Oxford University Press (2000): masculinism, n., [çevrimiçi] https://www.oed.com/view/Entry/114564?redirectedFrom=masculinism#eid [19.09.2020].
Schutzbach, Franziska (2018): Pick-up sanatçı sahnesinde baskın erkeklik ve neoreaksiyoner dünya görüşleri. Feminist Çalışmalar Cilt 36 Sayı 2’de yayınlandı, Editörler: Sabine Hark et. al, DOI: https://doi.org/10.1515/fs-2018-0034; Yayıncı: De Gruyter; Çevrimiçi yayın tarihi: 02.11.2018.
Vahsen, Mechthilde: Männlich/Masculinity/Erkeklik Çalışmaları. İçinde: Metzler Lexikon Gender Studies, Geschlechterforschung.
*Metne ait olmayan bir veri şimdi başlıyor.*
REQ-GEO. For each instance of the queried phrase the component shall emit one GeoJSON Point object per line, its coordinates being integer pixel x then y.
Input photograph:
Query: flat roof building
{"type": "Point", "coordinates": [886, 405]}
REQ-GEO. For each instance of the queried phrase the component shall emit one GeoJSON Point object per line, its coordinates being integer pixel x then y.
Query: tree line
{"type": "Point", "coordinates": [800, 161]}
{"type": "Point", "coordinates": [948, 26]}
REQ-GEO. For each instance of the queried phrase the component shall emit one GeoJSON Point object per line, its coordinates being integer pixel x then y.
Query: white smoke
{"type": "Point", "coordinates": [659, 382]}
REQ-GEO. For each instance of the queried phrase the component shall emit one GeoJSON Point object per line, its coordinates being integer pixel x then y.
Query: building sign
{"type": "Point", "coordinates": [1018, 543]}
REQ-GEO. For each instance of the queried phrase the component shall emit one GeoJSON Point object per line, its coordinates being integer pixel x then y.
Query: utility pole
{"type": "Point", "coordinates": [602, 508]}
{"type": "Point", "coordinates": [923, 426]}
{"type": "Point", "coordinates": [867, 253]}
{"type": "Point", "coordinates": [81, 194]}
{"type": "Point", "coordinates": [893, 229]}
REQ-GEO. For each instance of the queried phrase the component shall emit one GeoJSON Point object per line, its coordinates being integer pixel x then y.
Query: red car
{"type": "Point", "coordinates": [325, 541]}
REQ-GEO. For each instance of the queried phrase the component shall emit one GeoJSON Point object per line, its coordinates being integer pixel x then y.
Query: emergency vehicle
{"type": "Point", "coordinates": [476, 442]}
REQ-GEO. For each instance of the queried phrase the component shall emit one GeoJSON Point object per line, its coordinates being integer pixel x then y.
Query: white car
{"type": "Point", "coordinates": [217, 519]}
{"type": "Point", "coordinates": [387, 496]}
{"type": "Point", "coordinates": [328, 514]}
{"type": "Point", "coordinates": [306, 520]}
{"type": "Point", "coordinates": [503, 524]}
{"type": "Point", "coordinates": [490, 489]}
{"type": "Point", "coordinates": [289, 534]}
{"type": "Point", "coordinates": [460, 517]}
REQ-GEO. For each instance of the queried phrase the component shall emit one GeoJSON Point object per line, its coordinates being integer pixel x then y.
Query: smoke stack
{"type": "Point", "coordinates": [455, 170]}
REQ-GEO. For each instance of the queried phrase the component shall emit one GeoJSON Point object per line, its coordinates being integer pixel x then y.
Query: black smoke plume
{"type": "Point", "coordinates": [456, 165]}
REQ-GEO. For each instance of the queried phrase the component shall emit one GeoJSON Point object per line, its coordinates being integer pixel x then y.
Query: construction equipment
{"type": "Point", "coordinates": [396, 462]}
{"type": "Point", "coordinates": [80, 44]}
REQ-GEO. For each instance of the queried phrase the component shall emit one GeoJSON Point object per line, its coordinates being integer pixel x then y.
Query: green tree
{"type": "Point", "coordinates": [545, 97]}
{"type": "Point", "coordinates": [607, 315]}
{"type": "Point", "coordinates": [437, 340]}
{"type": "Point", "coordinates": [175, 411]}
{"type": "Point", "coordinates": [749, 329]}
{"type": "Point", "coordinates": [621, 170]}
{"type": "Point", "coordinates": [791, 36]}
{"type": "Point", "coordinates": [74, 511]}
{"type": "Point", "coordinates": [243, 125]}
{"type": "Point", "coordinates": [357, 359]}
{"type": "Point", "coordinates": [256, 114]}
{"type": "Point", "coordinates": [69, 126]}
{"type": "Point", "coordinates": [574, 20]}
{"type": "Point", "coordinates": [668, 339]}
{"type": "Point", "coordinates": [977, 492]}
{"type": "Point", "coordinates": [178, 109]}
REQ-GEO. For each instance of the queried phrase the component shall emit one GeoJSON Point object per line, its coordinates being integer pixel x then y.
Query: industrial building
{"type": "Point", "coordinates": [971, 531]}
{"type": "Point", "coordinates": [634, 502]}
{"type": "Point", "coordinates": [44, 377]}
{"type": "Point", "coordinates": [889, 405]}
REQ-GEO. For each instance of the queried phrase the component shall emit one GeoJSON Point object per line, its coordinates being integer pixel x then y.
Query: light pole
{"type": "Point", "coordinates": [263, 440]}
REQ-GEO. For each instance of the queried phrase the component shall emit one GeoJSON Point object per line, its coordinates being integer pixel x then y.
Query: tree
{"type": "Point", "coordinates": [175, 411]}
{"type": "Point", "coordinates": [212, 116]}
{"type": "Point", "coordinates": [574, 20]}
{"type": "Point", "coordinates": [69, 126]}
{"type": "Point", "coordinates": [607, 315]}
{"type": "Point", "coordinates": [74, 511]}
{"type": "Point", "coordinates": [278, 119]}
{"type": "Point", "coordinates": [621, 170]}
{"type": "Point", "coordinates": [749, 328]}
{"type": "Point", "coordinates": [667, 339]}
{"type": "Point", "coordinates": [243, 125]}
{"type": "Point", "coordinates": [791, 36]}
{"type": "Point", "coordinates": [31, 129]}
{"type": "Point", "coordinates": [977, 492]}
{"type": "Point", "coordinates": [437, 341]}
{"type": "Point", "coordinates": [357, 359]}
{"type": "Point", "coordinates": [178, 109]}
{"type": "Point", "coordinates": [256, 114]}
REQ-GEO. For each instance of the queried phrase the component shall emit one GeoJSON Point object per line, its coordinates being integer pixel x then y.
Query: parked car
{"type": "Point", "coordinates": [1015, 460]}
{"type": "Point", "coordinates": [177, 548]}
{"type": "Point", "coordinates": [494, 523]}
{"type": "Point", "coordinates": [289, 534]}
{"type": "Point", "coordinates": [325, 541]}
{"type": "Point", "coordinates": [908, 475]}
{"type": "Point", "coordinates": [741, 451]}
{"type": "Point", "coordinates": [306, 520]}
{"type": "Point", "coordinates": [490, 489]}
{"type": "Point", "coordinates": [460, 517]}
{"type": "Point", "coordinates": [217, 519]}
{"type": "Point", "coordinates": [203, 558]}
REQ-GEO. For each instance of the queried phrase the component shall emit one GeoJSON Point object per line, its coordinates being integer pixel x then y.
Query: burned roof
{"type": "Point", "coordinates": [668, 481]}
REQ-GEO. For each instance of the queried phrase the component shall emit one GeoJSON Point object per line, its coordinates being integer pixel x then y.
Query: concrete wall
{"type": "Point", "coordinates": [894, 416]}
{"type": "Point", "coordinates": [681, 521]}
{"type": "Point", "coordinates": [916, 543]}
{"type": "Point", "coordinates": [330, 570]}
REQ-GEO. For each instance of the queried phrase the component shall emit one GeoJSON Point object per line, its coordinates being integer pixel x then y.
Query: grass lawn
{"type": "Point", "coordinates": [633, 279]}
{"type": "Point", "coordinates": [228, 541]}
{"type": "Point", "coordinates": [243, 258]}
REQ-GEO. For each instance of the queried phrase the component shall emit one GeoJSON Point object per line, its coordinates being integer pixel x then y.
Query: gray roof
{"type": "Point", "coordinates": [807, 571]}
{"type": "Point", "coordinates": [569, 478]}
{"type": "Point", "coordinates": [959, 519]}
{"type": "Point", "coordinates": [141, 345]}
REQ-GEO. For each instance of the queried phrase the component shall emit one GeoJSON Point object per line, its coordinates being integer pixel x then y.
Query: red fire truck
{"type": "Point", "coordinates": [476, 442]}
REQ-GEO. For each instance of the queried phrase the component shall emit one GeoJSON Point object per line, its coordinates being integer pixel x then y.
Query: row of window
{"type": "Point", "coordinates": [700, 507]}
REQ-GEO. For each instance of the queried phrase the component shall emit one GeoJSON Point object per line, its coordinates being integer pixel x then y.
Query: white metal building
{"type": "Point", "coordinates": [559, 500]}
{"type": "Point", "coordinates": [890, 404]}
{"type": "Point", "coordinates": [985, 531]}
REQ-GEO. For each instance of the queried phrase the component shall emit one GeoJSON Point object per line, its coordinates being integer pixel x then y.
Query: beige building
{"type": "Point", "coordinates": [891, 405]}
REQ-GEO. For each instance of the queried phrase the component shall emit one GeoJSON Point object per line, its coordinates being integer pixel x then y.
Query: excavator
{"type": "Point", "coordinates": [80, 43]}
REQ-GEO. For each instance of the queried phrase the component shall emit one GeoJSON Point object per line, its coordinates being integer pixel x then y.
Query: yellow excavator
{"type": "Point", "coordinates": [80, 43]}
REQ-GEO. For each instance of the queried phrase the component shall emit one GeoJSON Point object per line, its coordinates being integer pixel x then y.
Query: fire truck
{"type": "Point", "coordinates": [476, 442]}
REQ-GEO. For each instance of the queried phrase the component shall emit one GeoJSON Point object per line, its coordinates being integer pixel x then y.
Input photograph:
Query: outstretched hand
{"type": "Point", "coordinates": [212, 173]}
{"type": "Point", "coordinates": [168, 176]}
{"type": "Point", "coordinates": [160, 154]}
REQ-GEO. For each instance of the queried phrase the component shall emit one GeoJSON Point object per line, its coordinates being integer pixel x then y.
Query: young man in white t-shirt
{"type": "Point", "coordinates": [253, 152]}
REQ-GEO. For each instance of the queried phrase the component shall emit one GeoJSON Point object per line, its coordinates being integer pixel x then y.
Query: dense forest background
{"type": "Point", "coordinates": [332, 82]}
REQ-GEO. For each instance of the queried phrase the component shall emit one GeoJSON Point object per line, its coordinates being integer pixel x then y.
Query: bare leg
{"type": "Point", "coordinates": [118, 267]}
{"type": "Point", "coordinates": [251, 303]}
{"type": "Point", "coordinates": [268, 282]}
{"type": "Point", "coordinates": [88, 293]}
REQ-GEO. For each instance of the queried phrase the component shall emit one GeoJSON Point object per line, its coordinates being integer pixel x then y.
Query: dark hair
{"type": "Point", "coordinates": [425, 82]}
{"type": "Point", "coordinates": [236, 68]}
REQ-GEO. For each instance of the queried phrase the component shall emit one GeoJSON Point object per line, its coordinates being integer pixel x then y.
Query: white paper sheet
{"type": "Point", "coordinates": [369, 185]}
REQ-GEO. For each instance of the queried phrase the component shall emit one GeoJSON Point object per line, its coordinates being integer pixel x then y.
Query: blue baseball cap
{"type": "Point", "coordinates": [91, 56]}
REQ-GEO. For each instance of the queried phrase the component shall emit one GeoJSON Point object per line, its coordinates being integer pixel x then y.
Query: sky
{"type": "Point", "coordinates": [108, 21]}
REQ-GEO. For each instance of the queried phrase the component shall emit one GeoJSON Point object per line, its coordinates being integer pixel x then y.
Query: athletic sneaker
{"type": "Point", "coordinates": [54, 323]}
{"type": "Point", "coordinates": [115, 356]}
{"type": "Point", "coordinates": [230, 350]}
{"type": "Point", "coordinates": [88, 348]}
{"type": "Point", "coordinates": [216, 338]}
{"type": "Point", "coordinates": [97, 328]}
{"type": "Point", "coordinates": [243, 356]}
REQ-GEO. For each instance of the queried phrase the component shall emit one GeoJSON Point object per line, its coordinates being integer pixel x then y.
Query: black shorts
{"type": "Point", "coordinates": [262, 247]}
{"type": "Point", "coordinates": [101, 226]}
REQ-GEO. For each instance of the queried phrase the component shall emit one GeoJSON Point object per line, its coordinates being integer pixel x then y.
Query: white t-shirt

Yaklaşımlar – Kişiler – Temel Terimler. Ed. by Renate Koll. Stuttgart: Metzler 2002. pp. 252-253.
Vahsen, Mechthilde: Männerforschung (Erkek Çalışmaları/Yeni Erkek Çalışmaları/Erkek Hareketi). İçinde: Metzler Lexikon Gender Studies, Geschlechterforschung. Yaklaşımlar – Kişiler – Temel Terimler. Ed. by Renate Koll. Stuttgart: Metzler 2002. pp. 248-249.